Dado que las instituciones eclesiásticas y sus seguidores argumentan que no se puede vivir según el Sermón de la Montaña, que contiene los principios divinos, y que éste está pensado para otro mundo, hay que preguntar: ¿para cuál? ¿Y quién tiene que dar forma a ese otro mundo? ¿No ha tenido la cristiandad durante 2000 años tiempo suficiente para construir ese mundo bajo el símbolo de Jesús, el Cristo, el Redentor de todos los hombres? Si Jesús, el Cristo, trajo la Redención a los hombres –lo que también dicen las Iglesias, sin saber por cierto lo que eso significa–, entonces los cristianos también habrían tenido la fuerza de liberar con su Redentor a la Tierra de su yugo.

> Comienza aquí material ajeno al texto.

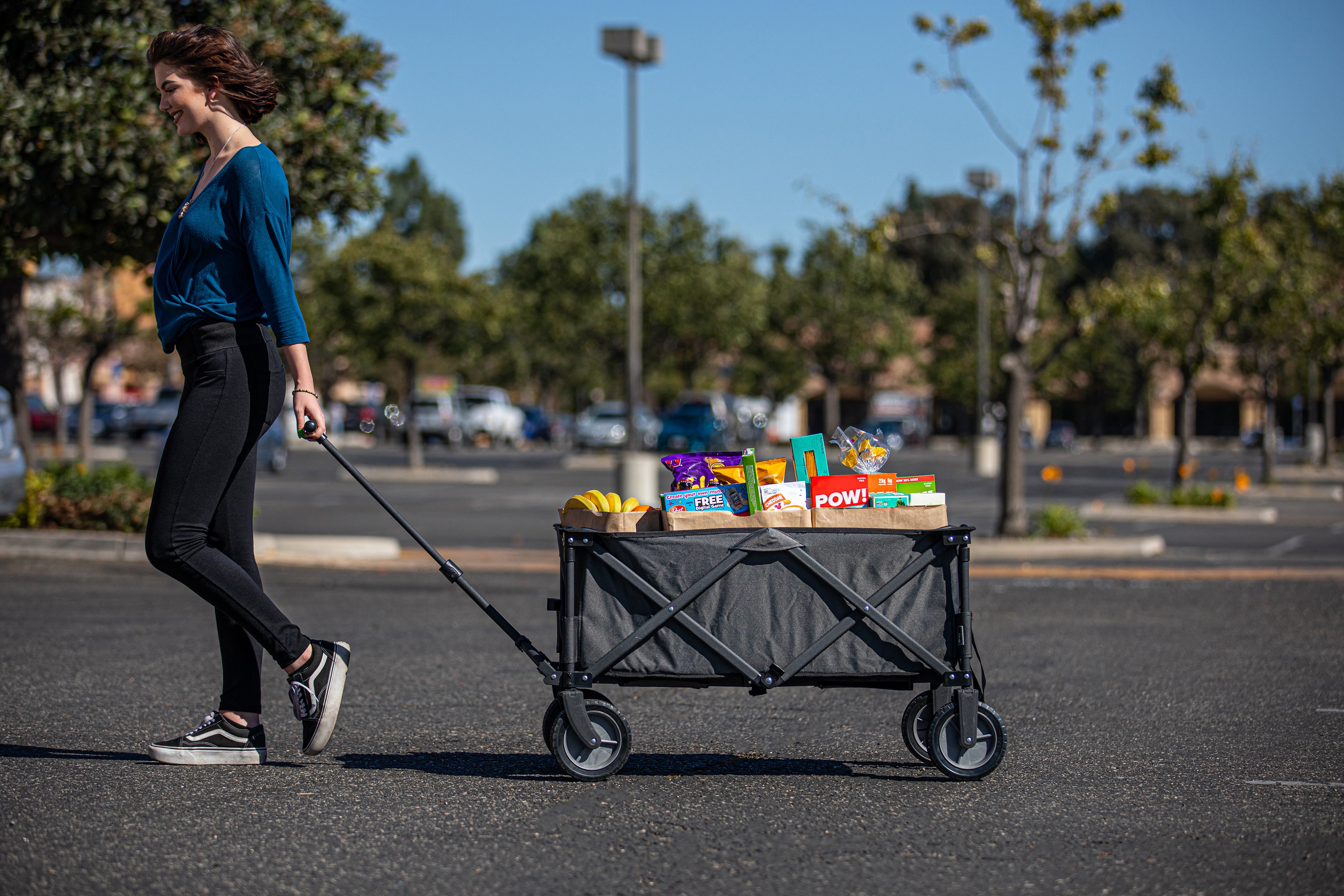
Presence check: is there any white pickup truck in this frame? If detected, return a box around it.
[454,386,526,446]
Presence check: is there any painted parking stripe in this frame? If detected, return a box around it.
[1246,781,1344,787]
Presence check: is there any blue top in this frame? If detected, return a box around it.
[155,145,308,352]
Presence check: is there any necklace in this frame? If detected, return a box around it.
[177,125,243,218]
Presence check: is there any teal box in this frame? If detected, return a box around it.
[789,433,831,482]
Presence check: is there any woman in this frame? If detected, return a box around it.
[145,25,349,764]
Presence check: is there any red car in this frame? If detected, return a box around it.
[28,395,56,433]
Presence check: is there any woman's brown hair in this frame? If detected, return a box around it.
[145,25,280,125]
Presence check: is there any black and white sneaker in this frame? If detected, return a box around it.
[149,712,266,766]
[289,641,349,756]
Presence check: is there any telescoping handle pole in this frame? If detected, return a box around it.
[304,420,560,684]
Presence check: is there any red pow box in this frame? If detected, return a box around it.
[808,473,868,508]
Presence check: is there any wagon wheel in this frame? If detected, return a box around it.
[542,688,614,752]
[900,690,933,766]
[929,701,1008,781]
[551,700,630,781]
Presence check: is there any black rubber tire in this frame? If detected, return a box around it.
[900,690,933,766]
[542,688,616,752]
[551,700,630,781]
[929,701,1008,781]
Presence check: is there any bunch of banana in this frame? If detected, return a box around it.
[564,489,653,513]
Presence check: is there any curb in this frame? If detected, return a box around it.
[970,535,1167,561]
[1078,501,1278,525]
[0,529,403,566]
[1246,482,1344,501]
[336,466,500,485]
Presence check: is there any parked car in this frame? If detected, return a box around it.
[126,388,181,439]
[732,395,773,449]
[453,386,526,445]
[574,402,663,450]
[1046,420,1078,451]
[862,418,906,451]
[523,404,564,445]
[657,392,730,451]
[345,404,387,433]
[28,395,56,433]
[257,407,294,473]
[402,393,465,445]
[66,402,130,439]
[0,388,27,516]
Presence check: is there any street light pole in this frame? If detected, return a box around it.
[602,28,663,503]
[625,59,644,451]
[966,168,1011,478]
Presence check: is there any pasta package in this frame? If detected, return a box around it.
[663,451,742,492]
[714,457,789,485]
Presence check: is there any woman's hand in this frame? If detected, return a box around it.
[294,391,327,442]
[280,343,327,442]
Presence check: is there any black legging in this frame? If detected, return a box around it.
[145,321,308,712]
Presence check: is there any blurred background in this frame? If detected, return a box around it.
[8,0,1344,535]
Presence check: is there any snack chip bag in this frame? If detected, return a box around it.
[663,451,742,492]
[714,457,789,485]
[831,426,891,473]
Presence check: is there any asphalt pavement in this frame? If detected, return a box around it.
[0,438,1344,896]
[0,560,1344,896]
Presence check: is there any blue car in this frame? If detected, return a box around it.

No obstante, ¿cómo ha actuado hasta ahora la cristiandad? Directa e indirectamente, tanto en lo grande como en lo pequeño ha hecho guerras y con ellas ha mantenido el fratricidio hasta en la actualidad. Hasta hoy se sigue profanando y abusando de la Madre-Tierra. El ser humano les ha quitado y les sigue quitando a los animales su libertad, los tortura de una forma bestial, los utiliza como presa en la caza, los mata y se come después las partes de sus cadáveres. Los animales son tratados como mercancía sin sentimientos para quitarles su dignidad, una dignidad que el hombre hace tiempo sacrificó en el altar de la indignidad. A pesar de las brutales y crueles aberraciones humanas, los animales han mantenido su dignidad, al contrario de los hombres, de los cuales muchos se han convertido en bárbaros inhumanos, en monstruos que aniquilan y destruyen todo lo que cae en sus manos.

La unidad también contiene la fraternidad y la justicia. El que no aporta al verdadero bien común, tampoco favorece la unidad, ni en consecuencia el bienestar de todos. Las palabras que en un sentido próximo al siguiente expresó Jesús: “Lo que quieras que te hagan los demás, házlo tú primero a ellos” contienen los cinco principios divinos. Estos principios básicos de la vida, los cinco principios, también son propios de la vida de la Tierra con sus minerales, plantas y animales.

La unidad divina nos enseña también que si a tu prójimo le va bien, entonces también te va bien a ti; si a tu prójimo le va mal, entonces en algún momento también te irá mal a ti. De ello se desprende la ley de siembra y cosecha: Lo que el hombre siembre, eso cosechará.

Precisamente en nuestro tiempo la ley de causa y efecto se hace cada vez más visible. Ésta alcanzará tanto a los ricos como a los pobres. Tomemos consciencia de que los molinos de Dios muelen despacio, pero seguros y con justicia.